Traduction: Des manifestants ont été attaqués ici. Shai a été attaqué par des membres de La Familia, qui lui ont pulvérisé du gaz poivré et lui ont cassé une bouteille en verre sur la tête. Il y a encore quelques blessés ici.

Une photo de lui complètement couverte de sang a été méticuleusement analysée par des pairs russophones affiliés au Likud, qui ont prétendu que c'était un faux. Mais la mère de Sekler a répondu en russe: «Voici mon fils. Ses blessures sont réelles.

Alexander Osovcov, 64 ans, était un militant anti-Poutine de longue date à Moscou. Malheureusement, il n'a jamais pu assister à des manifestations en Russie, car il était généralement détenu sur le chemin des manifestations et se voyait refuser l'accès à ses injections d'insuline indispensables.
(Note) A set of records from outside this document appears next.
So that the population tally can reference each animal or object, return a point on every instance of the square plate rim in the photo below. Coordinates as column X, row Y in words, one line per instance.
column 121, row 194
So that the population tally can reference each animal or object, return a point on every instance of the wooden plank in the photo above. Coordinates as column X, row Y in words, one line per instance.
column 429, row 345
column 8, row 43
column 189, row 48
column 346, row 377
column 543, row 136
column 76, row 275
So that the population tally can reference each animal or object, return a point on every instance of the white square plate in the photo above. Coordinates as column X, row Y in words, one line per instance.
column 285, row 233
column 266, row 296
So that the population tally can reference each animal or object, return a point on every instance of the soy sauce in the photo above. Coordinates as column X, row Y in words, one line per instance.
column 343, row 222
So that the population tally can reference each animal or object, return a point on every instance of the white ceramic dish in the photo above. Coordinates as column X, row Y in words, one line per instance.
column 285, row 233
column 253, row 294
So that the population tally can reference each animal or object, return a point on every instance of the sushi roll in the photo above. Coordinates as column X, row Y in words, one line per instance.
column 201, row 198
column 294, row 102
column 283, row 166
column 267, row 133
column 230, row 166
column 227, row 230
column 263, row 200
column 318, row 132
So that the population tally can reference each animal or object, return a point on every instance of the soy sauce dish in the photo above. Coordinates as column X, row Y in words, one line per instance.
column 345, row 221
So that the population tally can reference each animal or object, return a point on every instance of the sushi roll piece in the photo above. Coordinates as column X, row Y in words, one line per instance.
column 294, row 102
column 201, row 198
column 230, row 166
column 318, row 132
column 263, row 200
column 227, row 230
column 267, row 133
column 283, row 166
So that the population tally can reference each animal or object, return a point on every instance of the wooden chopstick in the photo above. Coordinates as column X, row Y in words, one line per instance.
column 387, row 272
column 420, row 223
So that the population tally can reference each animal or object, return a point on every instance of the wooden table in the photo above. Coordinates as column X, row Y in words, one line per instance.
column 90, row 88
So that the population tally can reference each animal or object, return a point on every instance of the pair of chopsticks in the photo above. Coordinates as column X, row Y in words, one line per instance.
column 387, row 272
Il a quitté la Russie après avoir été secrètement informé qu'il était trop risqué pour lui de rester. «Certaines des analogies que les gens font sont totalement fausses», dit-il à MEE. «Notre expérience dans l'ex-Union soviétique puis en Russie était celle d'un gouvernement qui mentait constamment au peuple.
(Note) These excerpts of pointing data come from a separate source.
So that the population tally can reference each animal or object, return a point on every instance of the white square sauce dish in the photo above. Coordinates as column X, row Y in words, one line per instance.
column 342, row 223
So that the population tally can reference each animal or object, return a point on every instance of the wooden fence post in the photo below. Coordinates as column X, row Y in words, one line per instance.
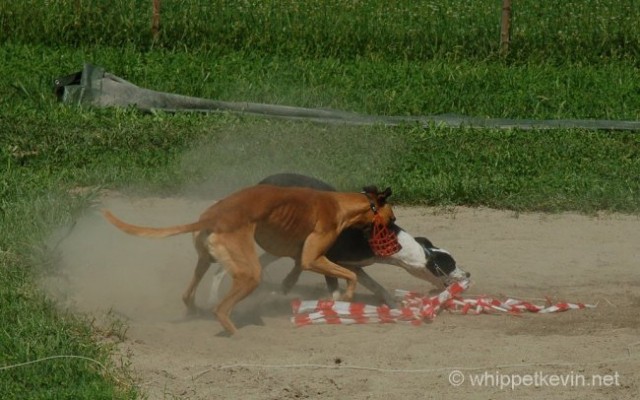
column 155, row 20
column 505, row 27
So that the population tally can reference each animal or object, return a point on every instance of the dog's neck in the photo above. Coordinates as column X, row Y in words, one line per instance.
column 356, row 211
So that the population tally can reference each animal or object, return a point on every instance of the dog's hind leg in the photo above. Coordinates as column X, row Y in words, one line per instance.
column 190, row 294
column 204, row 261
column 237, row 253
column 292, row 277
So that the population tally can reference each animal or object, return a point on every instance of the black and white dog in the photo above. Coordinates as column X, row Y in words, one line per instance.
column 418, row 255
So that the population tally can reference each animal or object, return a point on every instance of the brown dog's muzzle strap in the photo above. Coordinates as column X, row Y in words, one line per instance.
column 383, row 241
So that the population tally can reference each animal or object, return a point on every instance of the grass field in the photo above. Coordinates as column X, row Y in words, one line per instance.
column 412, row 58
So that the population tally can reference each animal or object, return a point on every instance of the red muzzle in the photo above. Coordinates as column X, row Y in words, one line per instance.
column 383, row 241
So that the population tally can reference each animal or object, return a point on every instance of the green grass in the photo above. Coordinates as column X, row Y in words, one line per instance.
column 404, row 58
column 593, row 31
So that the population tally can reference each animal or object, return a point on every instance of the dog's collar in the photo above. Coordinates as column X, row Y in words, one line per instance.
column 372, row 205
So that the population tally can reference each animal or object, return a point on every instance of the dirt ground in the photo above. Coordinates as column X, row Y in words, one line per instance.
column 583, row 354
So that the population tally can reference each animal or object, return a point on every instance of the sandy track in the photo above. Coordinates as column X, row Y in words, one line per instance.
column 528, row 256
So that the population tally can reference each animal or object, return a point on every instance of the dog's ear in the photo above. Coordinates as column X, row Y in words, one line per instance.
column 381, row 197
column 425, row 243
column 371, row 189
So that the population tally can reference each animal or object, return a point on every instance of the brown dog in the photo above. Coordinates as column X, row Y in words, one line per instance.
column 287, row 222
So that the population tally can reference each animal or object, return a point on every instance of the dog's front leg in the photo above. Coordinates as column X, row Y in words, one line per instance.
column 313, row 259
column 371, row 284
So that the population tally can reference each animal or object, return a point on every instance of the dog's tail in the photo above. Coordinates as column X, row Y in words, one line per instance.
column 152, row 232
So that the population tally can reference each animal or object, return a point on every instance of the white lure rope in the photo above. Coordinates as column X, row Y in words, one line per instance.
column 416, row 308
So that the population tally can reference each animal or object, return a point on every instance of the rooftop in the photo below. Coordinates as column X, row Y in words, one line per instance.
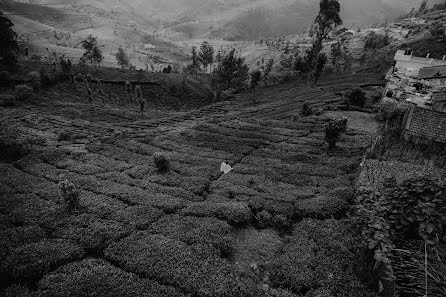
column 402, row 56
column 432, row 72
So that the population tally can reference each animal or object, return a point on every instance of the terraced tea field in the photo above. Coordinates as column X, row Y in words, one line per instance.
column 275, row 225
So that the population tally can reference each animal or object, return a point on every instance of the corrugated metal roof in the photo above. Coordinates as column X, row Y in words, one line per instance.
column 432, row 72
column 439, row 96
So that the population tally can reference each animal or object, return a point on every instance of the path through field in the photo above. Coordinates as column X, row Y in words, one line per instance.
column 273, row 226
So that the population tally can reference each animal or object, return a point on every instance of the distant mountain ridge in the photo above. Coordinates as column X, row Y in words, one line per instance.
column 237, row 19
«Beaucoup d'entre nous pensaient que ce serait différent en Israël», ajoute-t-il. «Il est décevant de réaliser – encore une fois – que le Premier ministre et tout le gouvernement nous mentent.

Un thème revient sans cesse dans les conversations avec les immigrés de l'ex-Union soviétique: celui d'un peuple traumatisé par l'effondrement de ce qui semblait être un empire puissant, et craignant que sa nouvelle patrie soit si différente de ce à quoi il s'attendait. être.

Ils ne font pas référence au conflit ou à l'occupation, mais soulignent plutôt la faiblesse des systèmes de santé, d'éducation, de protection sociale et démocratique. C'est pourquoi ils sortent dans la rue.

Le slogan de la manifestation dirigée par la Russie dit, en russe: «Il est temps de changer – venez nous rejoindre.» Après des décennies à garder la tête basse, la communauté russe d’Israël veut que sa propre voix unique soit entendue dans la foule.